Aktivitas penjualan tersebut berlangsung di area yang ramai dikunjungi keluarga, anak-anak, dan remaja, terutama pada malam hari, apalagi disaat aktivitas di mesjid terdekat sedang menjalankan ibadah sholat tarawih.

Petasan berbahaya ini dikeluhkan pengunjung karena suara ledakannya keras dan berpotensi menimbulkan kebisingan dan cedera jika terkena percikannya.

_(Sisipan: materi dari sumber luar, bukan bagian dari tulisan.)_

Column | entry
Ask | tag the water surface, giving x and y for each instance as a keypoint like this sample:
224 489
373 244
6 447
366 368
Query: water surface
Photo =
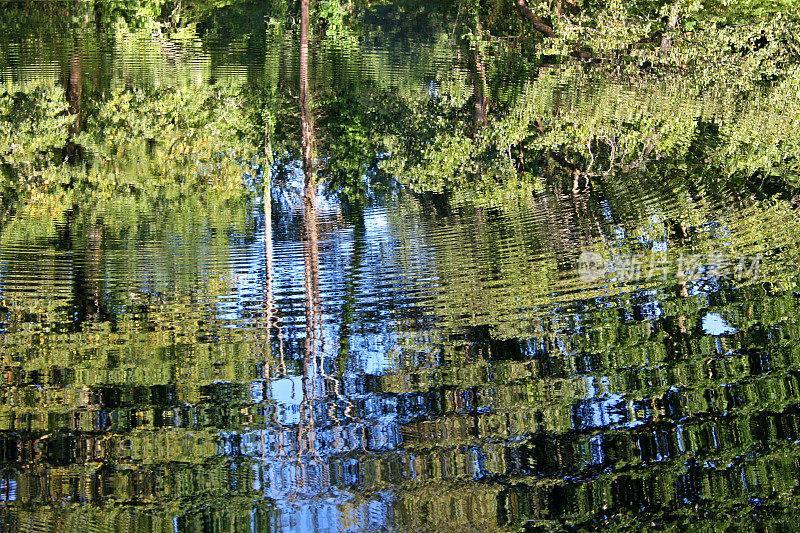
413 361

Sejumlah warga menyampaikan bahwa percikan api dari petasan dapat membahayakan orang di sekitar, terutama anak-anak yang belum memahami risiko penggunaannya.
“Ini sudah bukan sekedar mainan lagi bang, bahaya untuk anak-anak. Suaranya pun keras banget, bisa-bisa nanti jantungan lah orang disini dibuatnya”, sebut Wati seorang pengunjung Taman Kota. 27/02/26 Malam.
Taman Kota Panyabungan yang berada di pusat keramaian seharusnya menjadi ruang publik yang aman dan nyaman. Namun, keberadaan pedagang petasan di sekitar lokasi justru menimbulkan rasa tidak aman.
Beberapa pengunjung mengaku terganggu dan khawatir terjadi insiden kebakaran atau luka bakar akibat ledakan yang tidak terkendali. Masyarakat menilai perlu ada langkah tegas dari Satuan Polisi Pamong Praja dan aparat kepolisian setempat untuk menertibkan penjualan tersebut.
Penegakan aturan dianggap penting guna mencegah risiko kecelakaan serta menjaga ketertiban umum di kawasan taman. Selain potensi cedera fisik, suara petasan yang meledak berulang kali juga dinilai mengganggu kenyamanan pengunjung lain.
Lingkungan yang seharusnya menjadi tempat bersantai berubah menjadi bising dan tidak kondusif. Warga berharap pemerintah daerah segera melakukan pengawasan rutin dan tindakan penertiban terhadap pedagang yang menjual petasan berbahaya di area taman.
Penertiban ini diharapkan mampu menciptakan suasana yang lebih aman, tertib, dan ramah bagi seluruh lapisan masyarakat.
Hingga saat ini, masyarakat menunggu respons resmi dari pihak berwenang terkait keluhan tersebut. Keamanan ruang publik menjadi tanggung jawab bersama, namun pengawasan dan penindakan tetap berada di tangan aparat yang berwenang.